Cifras
- 2 procesos de expulsión se han ventilado este año en las filas del opositor PRD, que no sale de su crisis profunda.
La profunda crisis que azota al Partido Revolucionario Democrático (PRD) no es de ahora.
Lejos de la doctrina socialdemócrata que motivó al popular líder Omar Torrijos iniciar este movimiento en los años 70, el actual PRD, encabezado por el candidato presidencial, Juan Carlos Navarro, se ha sumergido en una crisis interna que el lunes se agudizó, tras el asesinato de uno de sus miembros.
Pero, además de este caso reciente, otros militantes de ese colectivo se han visto involucrados en presuntos casos de corrupción que han traspasado fronteras.
Por ejemplo, en junio de 2011 informes oficiales de los embajadores de EU en Panamá -Linda Watt, William Eaton y Barbara Sthepenson- señalaron a Martín Torrijos como uno de los políticos que recibió soborno para la aprobación del polémico Centro Multimodal, Industrial y de Servicios (Cemis).
“Muchos observadores creen que el escándalo del Cemis puede implicar a muchos legisladores actuales y a exlegisladores del PRD, así como al presidente Martín Torrijos”, publicó en su momento Wikileaks.
Por otro lado, en enero de 2011, Yassir Purcait, diputado del circuito 8-9, estuvo envuelto en un extraño suceso. El político iba a ser secuestrado cuando se dirigía a cobrar 250,000 dólares en efectivo en un local del centro comercial Los Pueblos. Afortunadamente, los estamentos de seguridad frustraron el asalto, debido a que le estaban dando seguimiento a los delincuentes por otros asuntos.
Sin duda alguna, las movidas del PRD se han puesto de moda tras los casos que involucran al diputado Raúl Pineda.
El día del asesinato de Messina, Katy Ramos, su esposa y aspirante como diputada a una curul en San Miguelito, declaró que Pineda amenazó a su pareja el pasado fin de semana en un acto de Juan Carlos Navarro. Esta acusación fue negada por Pineda.

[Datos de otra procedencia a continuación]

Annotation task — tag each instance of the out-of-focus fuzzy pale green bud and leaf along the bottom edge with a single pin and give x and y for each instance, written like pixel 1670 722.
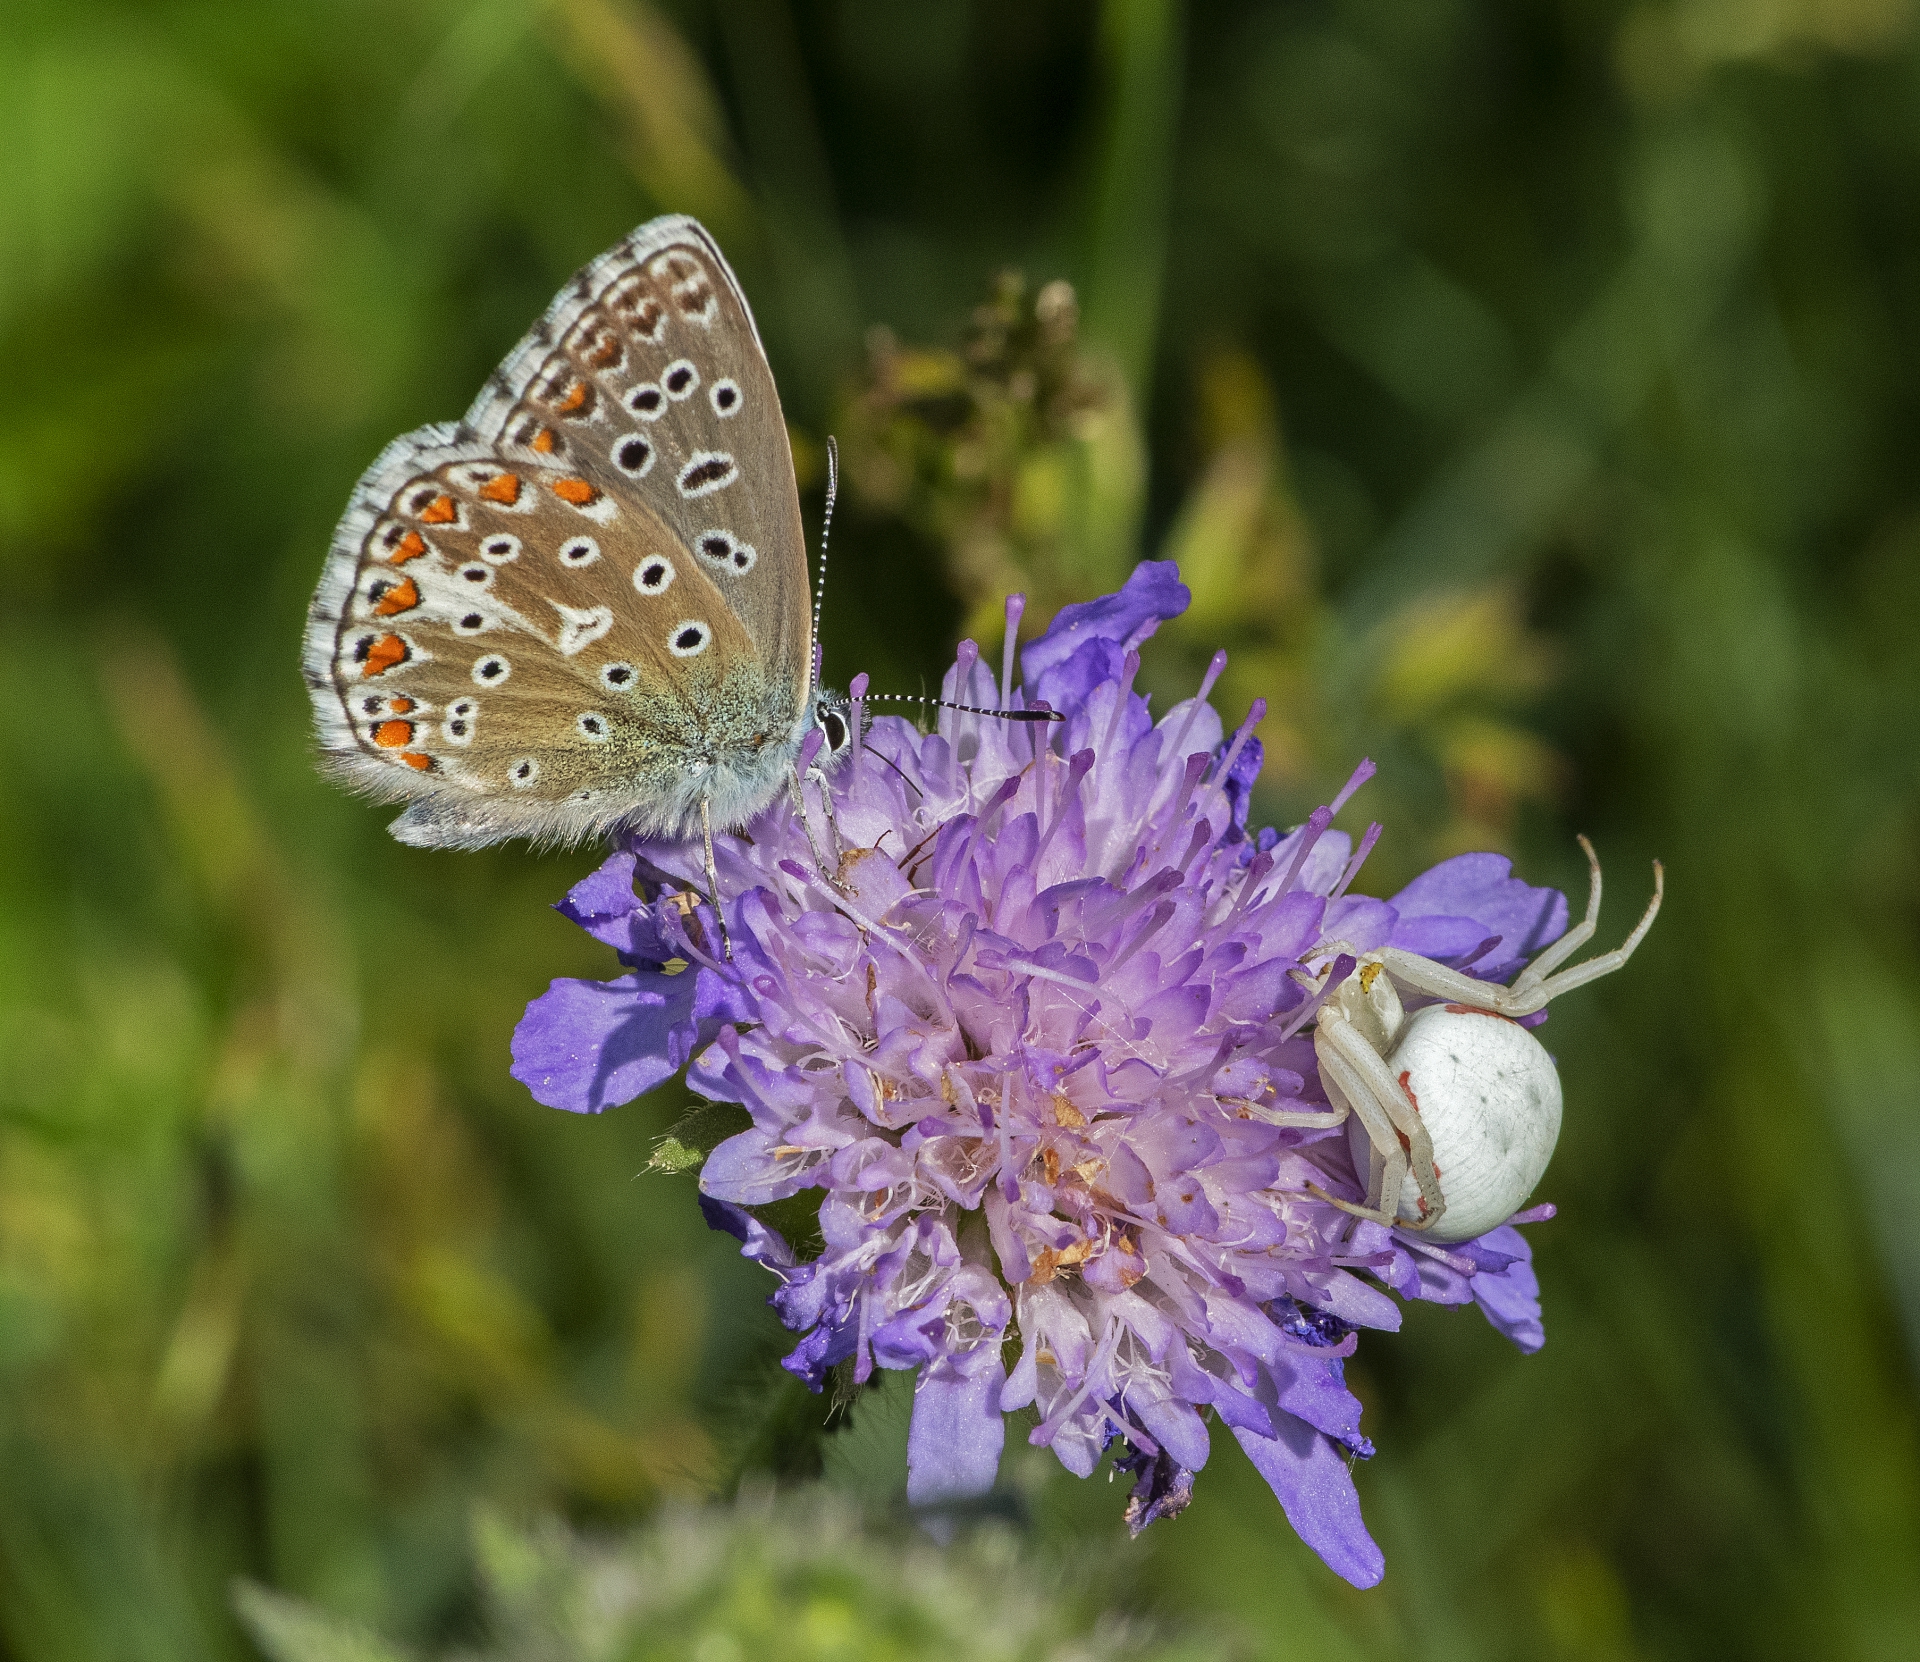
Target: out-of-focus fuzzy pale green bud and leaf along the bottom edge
pixel 796 1579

“Pineda, tú sabes quién mató a mi esposo; tú controlas bandas en San Miguelito”, declaró Ramos.
Murcia y Fábrega
Por otro lado, meses antes de las elecciones generales del 3 de mayo de 2009, el candidato a la alcaldía de Panamá, Roberto Velásquez, estuvo en el ojo de la tormenta, luego de que el estafador colombiano David Murcia afirmara que el perredista recibió dinero de él para su campaña electoral.
El escándalo le costó la alcaldía a Velásquez , según los analistas, que fue ganada por Bosco Vallarino.
La carrera política de Velásquez pareció llegar a su fin, cuando en mayo de este año se publicó un audio en el que solicitaba a un tercero, atentar físicamente contra su copartidario José Luis Fábrega. “Le quiero la quijada partida, la nariz partida y una pierna… Yo lo quiero visitar al hospital”, fue lo que se escuchó del supuesto audio de Velásquez.
Tras la presión de la opinión pública, Velásquez desistió de su candidatura a la alcaldía capitalina y se fue a Florida.Durante su estadía en EE.UU., el Comité de Honor y Disciplina del PRD anunció el inicio de un proceso a lo interno del partido en el que se contempló una posible expulsión. Sin embargo, el asunto no progresó y desde entonces no se ha dicho nada.
Panamá Américaintentó comunicarse con los abogados y fiscales del PRD para conocer el estatus de ese caso, pero no contestaron las llamadas.